Já fazia uns três meses que ele não saía da cama, que não comia direito e nem falava nada. Mas tanto faz... Quando eu era criança, sempre que ele me via queria saber do meu coração, assim, toda vez que o visitava deitava bem pertinho dele, abraçada, só pra contar do meu coração.
Começava assim, "Vô, posso te contar do meu coração?", como eu disse ele não falava mais, mas piscava os olhos, como que assentindo. Então comecei...
-Engraçado, é só nesses nossos encontros que eu me lembro de pensar sobre meu coração. Cê sabe como é, no dia a dia tem tanta coisa acontecendo que nem lembro que ele bate. É tão natural, que esqueço. Mas bem, vamos ver... Se não me engano da última vez por aqui meu coração andava agitado, não porque minha vida estava cheia de emoções.

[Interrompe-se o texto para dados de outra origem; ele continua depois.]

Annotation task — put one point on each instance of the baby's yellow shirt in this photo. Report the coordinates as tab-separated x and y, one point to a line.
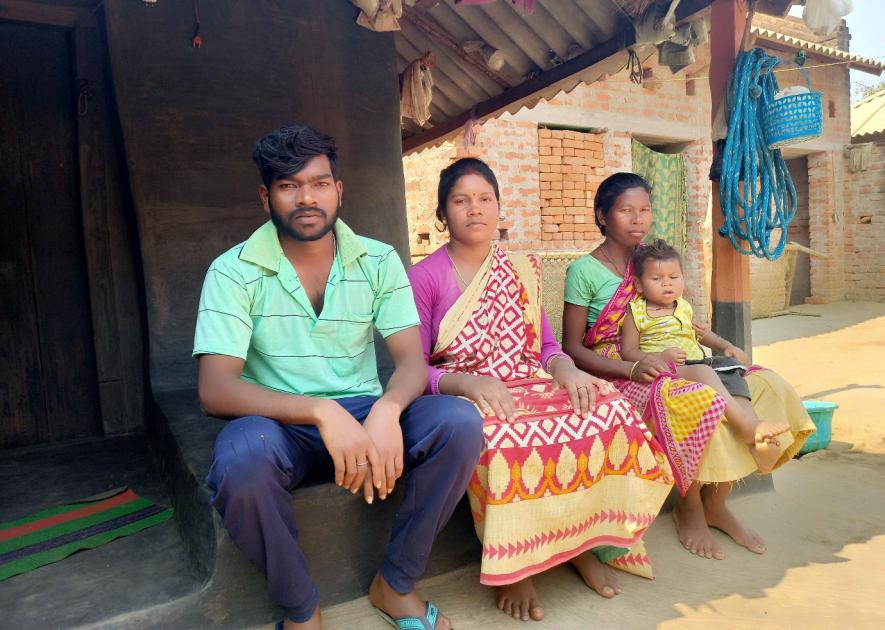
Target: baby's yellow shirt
656	334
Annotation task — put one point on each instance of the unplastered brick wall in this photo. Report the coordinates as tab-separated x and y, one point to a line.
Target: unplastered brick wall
510	148
864	262
422	176
571	166
697	258
767	285
826	210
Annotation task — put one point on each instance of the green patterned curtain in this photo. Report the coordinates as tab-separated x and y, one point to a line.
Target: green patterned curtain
666	174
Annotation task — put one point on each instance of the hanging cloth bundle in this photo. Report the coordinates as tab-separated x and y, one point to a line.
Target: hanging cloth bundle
756	192
417	90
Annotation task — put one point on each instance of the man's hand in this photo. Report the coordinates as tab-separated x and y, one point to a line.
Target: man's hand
491	396
349	445
580	385
737	354
383	428
674	355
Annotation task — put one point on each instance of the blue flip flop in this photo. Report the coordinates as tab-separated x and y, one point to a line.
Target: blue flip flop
428	622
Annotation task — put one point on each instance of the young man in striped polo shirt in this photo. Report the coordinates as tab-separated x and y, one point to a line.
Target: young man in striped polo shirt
284	338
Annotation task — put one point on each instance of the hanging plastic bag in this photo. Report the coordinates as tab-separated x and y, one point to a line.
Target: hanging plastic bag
824	16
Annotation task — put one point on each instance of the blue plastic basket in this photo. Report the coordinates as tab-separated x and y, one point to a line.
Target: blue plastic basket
821	413
793	118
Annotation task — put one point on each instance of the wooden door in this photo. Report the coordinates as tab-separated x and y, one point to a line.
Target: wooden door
48	383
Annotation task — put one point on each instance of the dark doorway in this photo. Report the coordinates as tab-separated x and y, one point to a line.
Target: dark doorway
48	381
798	231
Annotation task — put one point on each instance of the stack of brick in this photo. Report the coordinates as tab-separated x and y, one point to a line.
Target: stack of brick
571	165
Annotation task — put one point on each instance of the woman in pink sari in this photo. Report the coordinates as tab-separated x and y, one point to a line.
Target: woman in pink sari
569	472
706	458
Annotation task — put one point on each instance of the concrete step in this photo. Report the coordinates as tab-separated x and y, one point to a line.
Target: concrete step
343	537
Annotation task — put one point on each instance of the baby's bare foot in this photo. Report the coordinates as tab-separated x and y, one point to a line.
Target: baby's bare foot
694	534
721	518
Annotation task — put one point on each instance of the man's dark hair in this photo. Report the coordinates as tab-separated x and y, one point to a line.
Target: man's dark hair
659	250
455	171
610	189
286	150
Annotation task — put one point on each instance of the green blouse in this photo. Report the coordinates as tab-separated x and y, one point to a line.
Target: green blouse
590	283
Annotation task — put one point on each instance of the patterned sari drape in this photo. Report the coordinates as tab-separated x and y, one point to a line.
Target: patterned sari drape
551	484
683	414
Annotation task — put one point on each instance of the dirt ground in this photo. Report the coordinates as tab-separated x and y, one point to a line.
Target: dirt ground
824	523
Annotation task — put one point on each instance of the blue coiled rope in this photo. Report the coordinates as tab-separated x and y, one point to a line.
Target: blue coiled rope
767	200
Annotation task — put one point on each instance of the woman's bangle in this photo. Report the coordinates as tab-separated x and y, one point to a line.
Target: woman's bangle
632	369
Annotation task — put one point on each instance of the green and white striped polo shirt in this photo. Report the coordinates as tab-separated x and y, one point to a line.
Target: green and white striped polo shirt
254	307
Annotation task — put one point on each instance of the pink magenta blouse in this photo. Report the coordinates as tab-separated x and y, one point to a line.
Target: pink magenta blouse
436	290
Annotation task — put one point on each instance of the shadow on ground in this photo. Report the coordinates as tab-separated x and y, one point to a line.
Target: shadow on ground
824	504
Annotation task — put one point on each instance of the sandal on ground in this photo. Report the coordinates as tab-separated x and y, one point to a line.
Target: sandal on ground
428	622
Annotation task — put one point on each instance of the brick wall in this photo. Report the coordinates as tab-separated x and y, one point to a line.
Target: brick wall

Pelo contrário, ele andava agitado pela inércia em que tudo estava. Estranho, né? Eu estava tão preocupada que a inércia durasse pra sempre. Sou muito exagerada, bem que você sempre falou... Então, a inércia foi embora, como eu tenho certeza que você sabia que ela iria. A gente nunca sabe mesmo o que vêm depois da curva, né? Acho que mesmo que tenhamos mil dias iguaizinhos, sempre chega uma hora em que algo acontece e a vida recomeça dentro da gente. Me pergunto se a vida ainda recomeça dentro de você também, mesmo deitado aí, em cima da cama... Bom, deixa eu continuar... Apareceu alguém. Você ainda não conheceu ele, mas não deve demorar, prometo! Ele apareceu como qualquer pessoa que a gente vê andando pela rua, sem prestar muita atenção, sem se aproximar... Mas foi por pouco tempo, de repente ele se fez notar e quando eu fui ver estava ali, sem saídas. Fiquei morrendo de medo. Enterrei fundo meus cadarços no chão com medo de sair voando por aí, levada pelo amor de novo. Me agarrei em tudo que não gostava nele. E inventava a toda hora mais coisas pra não gostar. Hahahaha, coisa de maluca, né? É. Eu sei que você deve estar achando... Mas então, não durou muito tempo meu "controle", ele insistiu em ir ficando, mesmo se eu falasse que ia pintar o cabelo de verde, e foi rindo de mim, como um amigo de muito tempo. Aí não teve jeito, saí pelos ares e no céu era tudo lindo, tudo ele. E quando quis ter medo de novo, achando que ia cair sem paraquedas, sem asas, ele me deu a mão. Falou que caía comigo. Desde então a gente tá junto. E dessa vez eu sinto meu coração iluminado, mas não por luzinhas de Natal, que piscam e apagam... Agora eu sinto o Sol dentro de mim e não tenho medo do calor. É assim, vô... É assim que tá meu coração...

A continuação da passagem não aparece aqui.